Kehadiran hati dan keikutsertaan akal pikiran pada pengucapan bacaan sebagai kata kunci dari kekhusyukan shalat memang tidak bisa serta-merta ada dan tidak secara otomatis terjadi. Ikhtiar untuk ini selain berupa penguasaan akan muatan makna masing-masing bacaan juga bisa faktor di luar shalat seperti motivasi dan mood.
Jika hal-hal itu bisa diadakan maka prosesi shalat tidak lagi sekadar ''presensi rutin'' atas bertambahnya usia ataupun ''terpaksa'' memenuhi kewajiban, tetapi secara bergairah akan ada penyiapan diri karena merasa butuh akan shalat itu. Maka, jalan menuju kekhusyukan shalat pun akan lurus dan terjaga.
Sahabat Ali bin Abi Thalib konon telah memilih waktu saat beliau shalat untuk orang mencabutkan mata panah yang menancap di punggungnya. Baginya, saat shalat merupakan saat tepat karena semata-mata hanya ingat Allah SWT dengan ''melupakan'' hal-hal lain termasuk rasa sakit di punggungnya.
Untuk bisa sampai pada keadaan seperti Ali bin Abi Thalib itu, kesadaran yang menyemesta, seseorang sudah seharusnya meniadakan faktor pengganggu shalat.

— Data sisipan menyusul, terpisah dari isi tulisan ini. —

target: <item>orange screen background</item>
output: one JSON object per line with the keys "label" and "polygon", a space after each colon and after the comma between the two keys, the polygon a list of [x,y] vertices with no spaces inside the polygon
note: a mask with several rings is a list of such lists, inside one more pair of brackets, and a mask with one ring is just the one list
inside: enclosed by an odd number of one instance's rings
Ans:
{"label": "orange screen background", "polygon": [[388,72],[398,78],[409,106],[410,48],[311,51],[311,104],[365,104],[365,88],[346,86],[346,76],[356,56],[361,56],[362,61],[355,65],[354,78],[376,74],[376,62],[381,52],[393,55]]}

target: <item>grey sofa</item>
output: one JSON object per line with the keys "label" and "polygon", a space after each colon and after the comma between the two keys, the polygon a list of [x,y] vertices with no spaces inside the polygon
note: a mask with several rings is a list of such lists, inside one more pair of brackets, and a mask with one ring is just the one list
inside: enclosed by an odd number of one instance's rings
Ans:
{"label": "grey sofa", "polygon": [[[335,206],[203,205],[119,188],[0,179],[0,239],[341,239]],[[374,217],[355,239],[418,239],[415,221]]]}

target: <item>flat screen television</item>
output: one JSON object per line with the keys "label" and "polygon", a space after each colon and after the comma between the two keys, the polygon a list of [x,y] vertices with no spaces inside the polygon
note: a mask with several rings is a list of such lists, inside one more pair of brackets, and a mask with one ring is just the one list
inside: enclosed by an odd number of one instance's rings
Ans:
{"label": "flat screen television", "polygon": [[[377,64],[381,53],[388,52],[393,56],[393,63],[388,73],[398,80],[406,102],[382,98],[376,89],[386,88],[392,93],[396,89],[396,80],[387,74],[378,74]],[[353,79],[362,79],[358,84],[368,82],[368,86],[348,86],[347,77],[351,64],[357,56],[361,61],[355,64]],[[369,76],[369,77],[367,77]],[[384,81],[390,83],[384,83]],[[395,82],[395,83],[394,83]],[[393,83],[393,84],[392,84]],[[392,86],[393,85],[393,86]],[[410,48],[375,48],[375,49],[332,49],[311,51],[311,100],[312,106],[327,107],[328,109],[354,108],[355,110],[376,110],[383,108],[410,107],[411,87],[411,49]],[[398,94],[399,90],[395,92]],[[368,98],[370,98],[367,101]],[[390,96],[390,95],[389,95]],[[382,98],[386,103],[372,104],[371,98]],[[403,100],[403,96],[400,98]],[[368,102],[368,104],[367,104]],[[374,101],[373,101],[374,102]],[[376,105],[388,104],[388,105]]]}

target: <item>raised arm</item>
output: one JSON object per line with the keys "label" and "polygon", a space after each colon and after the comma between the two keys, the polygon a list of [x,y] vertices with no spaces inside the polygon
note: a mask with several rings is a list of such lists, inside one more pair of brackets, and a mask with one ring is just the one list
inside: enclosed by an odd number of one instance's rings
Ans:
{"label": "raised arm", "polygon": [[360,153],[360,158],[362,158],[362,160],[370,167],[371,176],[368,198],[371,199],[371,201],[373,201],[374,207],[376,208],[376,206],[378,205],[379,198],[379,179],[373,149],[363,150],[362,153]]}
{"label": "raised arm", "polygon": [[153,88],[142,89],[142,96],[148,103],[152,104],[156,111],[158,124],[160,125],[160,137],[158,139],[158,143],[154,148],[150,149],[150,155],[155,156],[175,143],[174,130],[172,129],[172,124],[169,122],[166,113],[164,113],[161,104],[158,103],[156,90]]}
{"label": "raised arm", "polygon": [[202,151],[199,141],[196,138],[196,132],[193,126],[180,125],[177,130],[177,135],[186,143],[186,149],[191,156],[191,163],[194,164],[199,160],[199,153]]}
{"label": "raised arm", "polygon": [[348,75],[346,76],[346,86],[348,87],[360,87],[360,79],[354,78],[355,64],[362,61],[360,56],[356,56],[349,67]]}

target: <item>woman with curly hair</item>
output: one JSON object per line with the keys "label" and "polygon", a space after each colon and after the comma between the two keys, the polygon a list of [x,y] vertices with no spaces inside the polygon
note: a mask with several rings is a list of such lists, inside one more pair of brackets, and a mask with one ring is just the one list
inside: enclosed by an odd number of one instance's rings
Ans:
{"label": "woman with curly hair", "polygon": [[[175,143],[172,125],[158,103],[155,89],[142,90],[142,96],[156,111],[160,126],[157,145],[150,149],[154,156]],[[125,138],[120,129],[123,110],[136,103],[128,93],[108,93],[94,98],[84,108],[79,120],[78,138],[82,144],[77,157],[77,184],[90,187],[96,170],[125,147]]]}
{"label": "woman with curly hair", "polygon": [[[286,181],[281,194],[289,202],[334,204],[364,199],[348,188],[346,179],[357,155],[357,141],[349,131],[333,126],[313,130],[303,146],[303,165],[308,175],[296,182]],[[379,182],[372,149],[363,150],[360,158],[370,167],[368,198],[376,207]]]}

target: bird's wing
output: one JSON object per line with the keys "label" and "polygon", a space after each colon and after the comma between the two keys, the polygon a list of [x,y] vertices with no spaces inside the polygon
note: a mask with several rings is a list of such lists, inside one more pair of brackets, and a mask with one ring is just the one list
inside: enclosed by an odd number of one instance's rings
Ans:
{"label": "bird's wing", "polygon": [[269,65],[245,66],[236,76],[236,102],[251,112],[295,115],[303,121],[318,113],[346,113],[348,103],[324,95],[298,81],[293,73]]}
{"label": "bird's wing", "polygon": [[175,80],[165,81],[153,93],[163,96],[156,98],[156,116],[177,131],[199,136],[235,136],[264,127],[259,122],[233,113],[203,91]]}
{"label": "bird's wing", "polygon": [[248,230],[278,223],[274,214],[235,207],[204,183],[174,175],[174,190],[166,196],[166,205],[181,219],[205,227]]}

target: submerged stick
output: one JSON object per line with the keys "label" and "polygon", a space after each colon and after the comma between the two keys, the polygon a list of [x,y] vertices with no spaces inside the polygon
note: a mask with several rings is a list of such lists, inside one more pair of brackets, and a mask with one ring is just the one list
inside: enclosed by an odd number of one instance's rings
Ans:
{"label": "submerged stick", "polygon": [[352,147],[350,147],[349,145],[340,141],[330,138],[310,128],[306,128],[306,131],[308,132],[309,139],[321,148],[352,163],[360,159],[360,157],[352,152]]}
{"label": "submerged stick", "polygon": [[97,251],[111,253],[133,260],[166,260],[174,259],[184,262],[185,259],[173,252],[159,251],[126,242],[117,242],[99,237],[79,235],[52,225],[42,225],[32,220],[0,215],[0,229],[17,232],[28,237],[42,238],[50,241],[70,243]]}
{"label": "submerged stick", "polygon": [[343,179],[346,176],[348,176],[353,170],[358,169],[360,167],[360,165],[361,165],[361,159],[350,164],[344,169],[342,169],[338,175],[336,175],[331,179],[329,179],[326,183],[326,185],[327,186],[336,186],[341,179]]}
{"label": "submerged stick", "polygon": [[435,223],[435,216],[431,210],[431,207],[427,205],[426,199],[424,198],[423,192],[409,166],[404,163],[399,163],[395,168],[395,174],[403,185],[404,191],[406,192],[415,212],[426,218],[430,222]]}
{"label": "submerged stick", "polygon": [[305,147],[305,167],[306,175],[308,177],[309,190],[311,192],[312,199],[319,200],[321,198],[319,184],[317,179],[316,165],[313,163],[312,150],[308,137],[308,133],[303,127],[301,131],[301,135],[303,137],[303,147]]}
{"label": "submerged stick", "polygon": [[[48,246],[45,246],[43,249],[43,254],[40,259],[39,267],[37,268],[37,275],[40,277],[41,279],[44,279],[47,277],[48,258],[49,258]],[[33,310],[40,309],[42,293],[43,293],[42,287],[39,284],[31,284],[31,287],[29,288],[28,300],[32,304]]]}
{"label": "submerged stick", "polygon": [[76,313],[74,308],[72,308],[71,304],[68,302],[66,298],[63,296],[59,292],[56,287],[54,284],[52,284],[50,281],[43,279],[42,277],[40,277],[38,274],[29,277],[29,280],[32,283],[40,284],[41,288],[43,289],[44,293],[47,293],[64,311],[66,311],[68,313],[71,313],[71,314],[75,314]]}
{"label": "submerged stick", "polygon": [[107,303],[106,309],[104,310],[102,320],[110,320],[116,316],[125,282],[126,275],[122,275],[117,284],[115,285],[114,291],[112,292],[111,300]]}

Pernah seorang sahabat diminta Nabi untuk terlebih dulu mengikatkan tali untanya pada tempat yang tersedia sebelum shalat.
Kita memang diminta untuk mengamankan harta milik kita, juga ''mematikan'' sementara segala urusan lain agar konsentrasi shalat mudah dibangun. Tidak kalah pentingnya adalah kesucian pakaian dan tempat, kesempurnaan wudhu, serta penciptaan suasana dan keadaan yang membangun konsentrasi shalat.
Jika saat-saat ini kita peringati Isra' Mi'raj Nabi Muhammad saw, maka yang juga perlu ditegaskan adalah hasilnya berupa perintah shalat lima waktu. Dan, ikhtiar kita agar shalat tidak jatuh sekadar formalitas adalah pada penciptaan kekhusyukannya, penghadiran hati, dan pengikutsertaan akal pikiran. Wallahu a'lam bis shawab.